I have had an awesome workout at Double Diamond Athletic Club today....Body Combat class which is also known as Kickboxing. This is a Total body - High Energy workout that has you punching and kicking...and has your muscles screaming!!!! If you truly want to get your body is shape put a Tae Kwon Do or Kickboxing workout into your routine. It is a fun and energizing workout that is sure to tone your body and burn mega calories!! All in all I feel great today after my workout. I am very focused this week and ready to see a loss on the scale.

If you need some extra motivation...Ask me about my DVD...Know for Yourself. A great motivational video that will help you put your goals into prospective and strive to achieve them.
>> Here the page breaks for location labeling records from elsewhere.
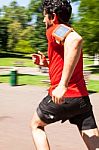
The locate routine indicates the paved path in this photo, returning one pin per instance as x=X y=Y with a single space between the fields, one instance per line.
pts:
x=16 y=108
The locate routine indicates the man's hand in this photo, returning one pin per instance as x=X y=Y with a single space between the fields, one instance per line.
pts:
x=58 y=94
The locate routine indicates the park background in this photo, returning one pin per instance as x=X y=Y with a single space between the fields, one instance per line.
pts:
x=22 y=33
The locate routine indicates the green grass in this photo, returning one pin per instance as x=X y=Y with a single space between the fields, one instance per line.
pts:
x=25 y=79
x=11 y=61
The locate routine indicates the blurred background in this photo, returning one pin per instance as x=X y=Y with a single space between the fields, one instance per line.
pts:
x=22 y=33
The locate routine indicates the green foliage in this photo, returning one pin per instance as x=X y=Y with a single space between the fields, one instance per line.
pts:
x=23 y=46
x=3 y=34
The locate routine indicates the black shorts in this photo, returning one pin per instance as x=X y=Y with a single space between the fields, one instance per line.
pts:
x=77 y=110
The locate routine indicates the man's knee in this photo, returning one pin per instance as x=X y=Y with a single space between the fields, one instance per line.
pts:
x=36 y=122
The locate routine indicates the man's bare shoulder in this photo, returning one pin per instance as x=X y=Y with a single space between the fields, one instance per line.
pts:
x=73 y=36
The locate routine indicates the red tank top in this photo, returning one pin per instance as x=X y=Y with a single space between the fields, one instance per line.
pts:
x=76 y=86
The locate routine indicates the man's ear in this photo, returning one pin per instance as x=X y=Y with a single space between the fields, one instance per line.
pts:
x=55 y=19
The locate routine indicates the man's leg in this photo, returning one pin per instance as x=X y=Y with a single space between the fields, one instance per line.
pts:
x=91 y=138
x=38 y=133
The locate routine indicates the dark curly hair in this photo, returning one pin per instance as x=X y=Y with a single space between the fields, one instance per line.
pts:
x=62 y=8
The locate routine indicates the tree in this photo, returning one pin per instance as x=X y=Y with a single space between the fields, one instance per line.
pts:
x=3 y=34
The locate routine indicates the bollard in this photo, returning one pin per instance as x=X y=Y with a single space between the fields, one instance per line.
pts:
x=13 y=77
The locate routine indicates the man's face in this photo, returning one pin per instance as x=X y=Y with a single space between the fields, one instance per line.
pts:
x=48 y=22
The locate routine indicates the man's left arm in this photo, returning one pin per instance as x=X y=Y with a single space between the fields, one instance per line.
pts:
x=72 y=51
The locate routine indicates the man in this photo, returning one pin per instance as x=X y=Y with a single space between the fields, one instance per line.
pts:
x=67 y=97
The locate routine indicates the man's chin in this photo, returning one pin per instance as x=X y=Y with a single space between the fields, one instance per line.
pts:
x=48 y=26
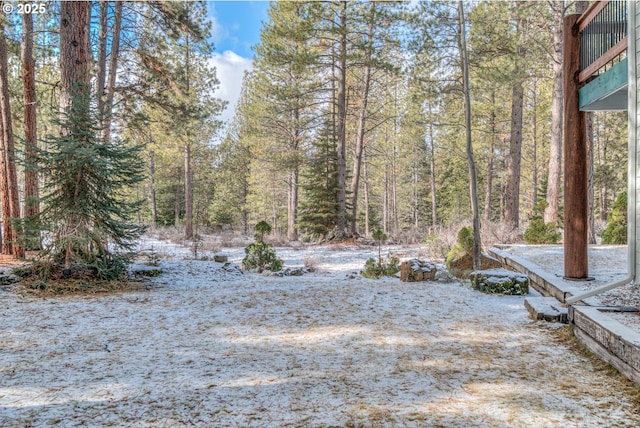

I also have my DVD - Join the Evolution that is totally free to all my registered users when they become a community member at http://www.laurak.ijango.biz
This DVD is the beginning steps of positive and motivated thinking!!!

Monday, February 8, 2010

Day 8 -Spin Your Way to Success

Today I would like to talk about Spin classes. For those of you who are not familiar with Spinning - it is an awesome cycle class set to music that you may be able to find at your local gym. This aerobic burning workout can deliver 500-700 of pure calorie burning fitness in one hour! If you have not tried a class, I highly recommend it. If it is your first time Spinning definitely consult with the instructor and let them know. They will help you set up your bike so you are most comfortable and effective. Some terms you will hear are Jogging (out of the saddle) Running(also out of the saddle) Jumps (in and out of the saddle)...and the different positions you will hold your hands on the handlebars are Position 1 - 3.

You don't need Cycle shoes to do a Spin class but if you happen to really enjoy the class and do Spinning consistently then I highly recommend you invest in a pair. The biking shoes clip into the pedals and really increase the effectiveness of your workout.

Make sure you do have a bottle of water with you. This conveniently fits into your cup holder on all of the Spinning bikes. Drink often and a good rule of thumb is the 40 oz rule 8 -20 -12 - 8 ozs before the class, 20 during the class and 12 ozs after the class. It is also a good idea to have a healthy snack after the class like a fruit and a mozzerella cheese stick or a yogurt that offers a balance of protein and carbs.

Spinning is such a great workout...and it uses much more than just your legs. You get a great ab and glut workout as well. Not to mention the arms when you are balancing yourself in and out of the saddle or doing jumps.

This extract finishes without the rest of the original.